This new work by Heng Ravuth picks up the theme from his last solo exhibition of the same title in 2011, Innermost II. It is a series of mixed media canvases depicting the artist in different positions of repose and movement. Ravuth refers to making his self-portraits as an “obsession” to express emotion, vulnerability and personal truth. Although the artist uses his own body and face to create the compositions, he distorts his identity to minimize the personal narrative. He sees himself not as a messenger but the medium.
Ravuth starts first with the composition of his body which he captures with photography. This image is then reproduced in miniature, the colors altered and repeated a hundred times or more. Working with the very small prints, he applies them to the canvas in a composition that echoes the original, but further manipulated with paint, distortion and repetition—a process that allows the artist to investigate the complexities of the inner mind. He seeks to expose a hidden characteristic or emotion, to go further than what the camera can capture.

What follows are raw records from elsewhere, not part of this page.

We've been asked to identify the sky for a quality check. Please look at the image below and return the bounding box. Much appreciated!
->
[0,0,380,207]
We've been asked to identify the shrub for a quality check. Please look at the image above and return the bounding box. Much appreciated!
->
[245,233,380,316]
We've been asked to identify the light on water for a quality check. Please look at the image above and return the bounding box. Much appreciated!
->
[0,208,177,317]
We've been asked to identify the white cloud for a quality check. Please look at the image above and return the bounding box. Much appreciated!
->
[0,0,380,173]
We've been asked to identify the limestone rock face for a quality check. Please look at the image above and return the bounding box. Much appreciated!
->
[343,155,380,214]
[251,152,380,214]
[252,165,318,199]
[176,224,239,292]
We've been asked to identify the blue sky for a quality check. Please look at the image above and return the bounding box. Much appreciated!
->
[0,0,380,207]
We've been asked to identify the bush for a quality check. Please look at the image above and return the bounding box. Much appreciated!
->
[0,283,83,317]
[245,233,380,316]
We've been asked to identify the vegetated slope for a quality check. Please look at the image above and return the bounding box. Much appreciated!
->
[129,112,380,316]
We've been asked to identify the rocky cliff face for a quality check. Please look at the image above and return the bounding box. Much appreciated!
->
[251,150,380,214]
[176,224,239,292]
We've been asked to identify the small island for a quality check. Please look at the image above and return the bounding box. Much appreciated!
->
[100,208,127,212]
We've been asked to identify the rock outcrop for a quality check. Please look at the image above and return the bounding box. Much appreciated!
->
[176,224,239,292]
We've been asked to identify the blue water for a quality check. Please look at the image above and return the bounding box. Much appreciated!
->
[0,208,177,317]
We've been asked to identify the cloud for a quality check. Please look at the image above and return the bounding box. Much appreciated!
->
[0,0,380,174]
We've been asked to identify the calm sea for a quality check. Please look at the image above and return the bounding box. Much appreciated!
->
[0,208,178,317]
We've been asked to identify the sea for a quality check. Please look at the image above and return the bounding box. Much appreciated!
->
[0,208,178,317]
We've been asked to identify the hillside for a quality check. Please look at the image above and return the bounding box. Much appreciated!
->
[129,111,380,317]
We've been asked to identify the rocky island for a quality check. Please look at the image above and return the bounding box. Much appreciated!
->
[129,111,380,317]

Since early on, Ravuth has worked with the body and self as a medium—particularly the nude body. The nude body, for him, represents the tension between the private and public self. Nudity has a tradition in Cambodia, like the bare-breasted Apsaras sculpted on ancient temples. However modern iterations are mostly paintings of sexualized figures of women carrying out daily tasks, like fetching water or resting on a rock. In contemporary works, artists like Oeur Sokuntevy uses nudity in her paintings to express independence or fragility; Khvay Samnang inserts his own naked body in contention with the geo-political history of the sites where he performs; and Prumsodun Ok, has pushed the boundaries of classical Cambodian dance, embodying “empowered sexuality” with minimal clothing and sensualized choreography.
Ravuth says, “Nudity, particularly in the Cambodian culture, is uncomfortable and disturbing as it reveals the very intimate and private parts of our bodies that we don’t usually talk about. It also has connotations of shame and indignity and therefore we try to hide it. Even though we try to cover our nudity with clothes, it is who we are.”
Using his body to convey meaning, Ravuth avoids a directed narrative. Like his contemporaries in performance, his body is the medium and offers an interpretive moment of self-discovery actuated by mystery and curiosity.